Mantra: Einatmen, Ich erneuere > Ausatmen, Ich lasse los > In der Pause, Ich finde Frieden
Samantha: Was möchten Sie uns sonst noch über Ihre Arbeit mitteilen?
Arie: Durch meinen eigenen Heilungsprozess nach der Erfahrung schwerer Traumata und körperlicher Verletzungen bin ich davon überzeugt, dass mein Körper im Heilungsprozess durch Atemtechniken, die Reinigung des Psoas und die Stärkung des Vagusnervs unterstützt werden kann.
Atembewusstsein:
- Erdt die Mutter inmitten schneller hormoneller Veränderungen und emotionaler Verletzlichkeit.
- Gibt einen Rhythmus für Bindung zum Neugeborenen, da Säuglinge sich auf natürliche Weise an die Atemmuster der Mutter anpassen.
- Öffnet Raum für Selbstmitgefühl und Stille, was der Überforderung durch die frühe Mutterschaft entgegenwirkt.

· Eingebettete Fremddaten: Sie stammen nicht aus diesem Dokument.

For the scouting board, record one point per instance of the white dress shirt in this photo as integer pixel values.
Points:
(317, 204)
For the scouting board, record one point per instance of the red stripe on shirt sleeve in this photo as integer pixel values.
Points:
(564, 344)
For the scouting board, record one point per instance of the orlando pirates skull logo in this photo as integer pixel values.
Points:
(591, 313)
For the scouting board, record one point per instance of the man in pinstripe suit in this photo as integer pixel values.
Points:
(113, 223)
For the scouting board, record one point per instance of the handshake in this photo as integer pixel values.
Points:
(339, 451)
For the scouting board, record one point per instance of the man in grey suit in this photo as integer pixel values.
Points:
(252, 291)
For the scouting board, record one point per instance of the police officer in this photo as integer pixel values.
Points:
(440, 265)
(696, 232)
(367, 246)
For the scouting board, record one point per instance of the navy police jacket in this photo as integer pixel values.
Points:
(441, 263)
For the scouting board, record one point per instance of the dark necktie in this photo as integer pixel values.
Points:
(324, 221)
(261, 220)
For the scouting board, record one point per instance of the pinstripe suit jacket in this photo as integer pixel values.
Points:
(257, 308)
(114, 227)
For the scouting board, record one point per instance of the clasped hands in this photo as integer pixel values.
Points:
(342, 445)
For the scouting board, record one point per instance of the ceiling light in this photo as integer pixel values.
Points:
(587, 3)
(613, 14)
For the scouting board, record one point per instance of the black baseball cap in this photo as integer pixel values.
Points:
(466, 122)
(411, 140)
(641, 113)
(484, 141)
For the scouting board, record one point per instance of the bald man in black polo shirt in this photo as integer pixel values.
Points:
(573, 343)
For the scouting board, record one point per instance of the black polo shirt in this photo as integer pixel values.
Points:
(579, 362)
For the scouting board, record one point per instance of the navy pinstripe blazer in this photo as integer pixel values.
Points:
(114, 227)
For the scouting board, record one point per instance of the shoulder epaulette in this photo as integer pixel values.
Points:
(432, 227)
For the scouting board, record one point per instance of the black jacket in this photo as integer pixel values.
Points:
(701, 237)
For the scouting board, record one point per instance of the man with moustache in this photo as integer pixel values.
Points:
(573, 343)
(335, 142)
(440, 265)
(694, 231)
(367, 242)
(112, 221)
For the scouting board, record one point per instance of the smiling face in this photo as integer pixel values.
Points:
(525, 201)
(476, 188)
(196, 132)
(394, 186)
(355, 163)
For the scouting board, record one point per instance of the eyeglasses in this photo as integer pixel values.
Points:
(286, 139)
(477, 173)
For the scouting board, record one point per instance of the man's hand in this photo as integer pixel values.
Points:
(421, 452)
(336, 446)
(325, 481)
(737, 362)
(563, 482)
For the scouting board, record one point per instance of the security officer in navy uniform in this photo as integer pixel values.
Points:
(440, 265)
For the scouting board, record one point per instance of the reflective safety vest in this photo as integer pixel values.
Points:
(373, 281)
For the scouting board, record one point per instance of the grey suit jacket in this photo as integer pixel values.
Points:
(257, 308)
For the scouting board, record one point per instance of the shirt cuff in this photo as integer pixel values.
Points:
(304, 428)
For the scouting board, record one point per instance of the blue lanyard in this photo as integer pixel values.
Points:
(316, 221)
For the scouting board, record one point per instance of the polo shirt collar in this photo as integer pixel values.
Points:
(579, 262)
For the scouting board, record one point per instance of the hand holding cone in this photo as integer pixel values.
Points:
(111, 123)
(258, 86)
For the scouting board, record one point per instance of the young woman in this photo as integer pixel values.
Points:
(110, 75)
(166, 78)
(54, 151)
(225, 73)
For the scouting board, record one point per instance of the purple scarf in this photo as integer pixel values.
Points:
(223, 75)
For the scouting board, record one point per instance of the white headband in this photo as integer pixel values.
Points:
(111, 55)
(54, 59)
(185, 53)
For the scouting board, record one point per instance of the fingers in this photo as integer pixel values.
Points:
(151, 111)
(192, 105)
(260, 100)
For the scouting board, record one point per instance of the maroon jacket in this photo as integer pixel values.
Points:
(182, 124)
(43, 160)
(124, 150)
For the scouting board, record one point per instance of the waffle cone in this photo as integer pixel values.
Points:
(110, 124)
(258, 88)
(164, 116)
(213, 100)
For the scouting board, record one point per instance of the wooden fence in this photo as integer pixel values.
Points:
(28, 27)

Sich nach der Geburt der Atmung bewusst zu sein, bedeutet also, bewusst wieder in den Körper einzutreten, die Rhythmen von Ausdehnung und Kontraktion zu harmonisieren und sowohl die heilende Mutter als auch das Kind, auf das sie nun im Einklang ist, zu stabilisieren.
Während dieses Interviews habe ich spezielle Atemtechniken für Mütter nach der Geburt vorgestellt und während meiner Seminare erkläre ich weitere Atemtechniken sowie die Stärkung des Vagusnervs und die sanfte Entspannung des Psoas.